During his testimony, Brown confirmed he had made a decision that a winery was a permitted use in an RR-80 zone. He did not inform the neighbors about his ruling and did not respond to their letters.
Brown said he is not obligated to publish any of his zoning decisions. He made the decision because DiZoglio, whom he has known 25 years, asked him for a letter to be used at the state hearing.
Although the zoning ordinance does not specifically allow a winery, Brown said he based his decision on the section of the ordinance about commercial sales of farm products. He considered the winery similar to a farm, but acknowledged the ordinance “was not very specific.” He visited the site and was convinced the winery would be a small-scale operation, but he also went to the Town Council about drafting a new ordinance.

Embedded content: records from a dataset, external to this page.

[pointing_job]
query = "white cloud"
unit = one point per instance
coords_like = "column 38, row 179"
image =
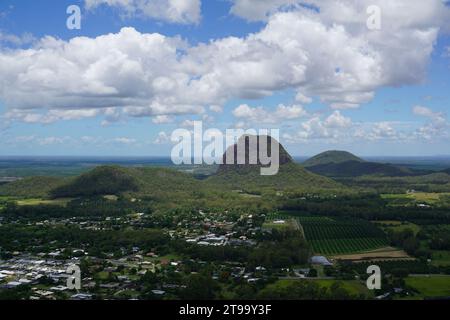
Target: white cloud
column 321, row 54
column 173, row 11
column 258, row 10
column 436, row 117
column 437, row 128
column 162, row 138
column 261, row 115
column 51, row 116
column 124, row 140
column 11, row 39
column 301, row 98
column 334, row 126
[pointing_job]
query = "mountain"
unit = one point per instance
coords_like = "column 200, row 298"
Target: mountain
column 248, row 176
column 331, row 157
column 114, row 180
column 35, row 187
column 357, row 168
column 252, row 148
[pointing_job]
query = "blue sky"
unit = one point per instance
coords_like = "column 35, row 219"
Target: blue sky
column 322, row 78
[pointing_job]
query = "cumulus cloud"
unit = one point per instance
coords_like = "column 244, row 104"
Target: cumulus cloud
column 333, row 127
column 438, row 126
column 173, row 11
column 261, row 115
column 316, row 52
column 11, row 39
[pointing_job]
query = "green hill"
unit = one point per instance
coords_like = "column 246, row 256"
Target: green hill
column 290, row 176
column 114, row 180
column 33, row 187
column 357, row 168
column 331, row 157
column 99, row 181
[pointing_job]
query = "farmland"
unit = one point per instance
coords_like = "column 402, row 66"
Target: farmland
column 432, row 286
column 331, row 236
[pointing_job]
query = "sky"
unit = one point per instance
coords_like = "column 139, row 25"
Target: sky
column 330, row 75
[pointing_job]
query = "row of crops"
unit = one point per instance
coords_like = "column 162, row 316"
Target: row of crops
column 330, row 236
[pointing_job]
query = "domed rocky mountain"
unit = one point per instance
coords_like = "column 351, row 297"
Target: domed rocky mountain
column 248, row 174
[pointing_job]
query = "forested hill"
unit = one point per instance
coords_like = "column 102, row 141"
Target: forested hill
column 338, row 164
column 328, row 157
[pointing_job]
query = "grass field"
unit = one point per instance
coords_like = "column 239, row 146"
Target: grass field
column 288, row 224
column 429, row 287
column 336, row 236
column 417, row 197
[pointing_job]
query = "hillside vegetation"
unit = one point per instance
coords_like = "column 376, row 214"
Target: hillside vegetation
column 31, row 187
column 290, row 176
column 331, row 157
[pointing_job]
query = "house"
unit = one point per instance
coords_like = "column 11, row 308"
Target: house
column 320, row 260
column 81, row 296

“Look, we’ve got a brouhaha brewing here,” he told the councilors. “I thought we should be properly regulating the activity.”
However, the council has not taken action on a new ordinance.
“Well, we had a snafu with our town manager, who dropped the ball,” Brown said.
Asked why he would allow a winery even though alcohol sales were prohibited in an RR-80 zone, Brown said he was not knowledgeable about grapes and wine.
“You know it has an alcoholic content?” Oliverio asked.
Brown said he did.
The residents found out Brown had issued a zoning certificate for the winery when they attended the state hearing.
Zoning Chairman Richard Boren asked the attorneys to provide additional legal arguments addressing the distinction between “produce” and a “product.” Expert witness Samuel J. Shamoon, a city planner, testified for the residents to say wine is a product that is manufactured and therefore sales should not be allowed in an RR-80 zone, although farm produce could be sold there.
Liberati said other Jamestown farms also located in RR-80 zoning are selling products such as wool and meat from slaughtered livestock.
Shamoon said he did not write the ordinance and thought the uses of the words “produce and product” should have been more clearly defined.
Wineberg said he did not object to sales at the other farms because no houses are located nearby.
In other business, Dutch Harbor’s new owners, Mains’l Properties, successfully applied for two dimensional variances to enable the home on the corner of Avenue B and Narragansett Avenue “to be put into residence shape,” as Newport Attorney Gregory Fater put it.
Fater said he and his clients, Joseph and Maria McGrady, plan to live at the marina and want to separate the residence from the business.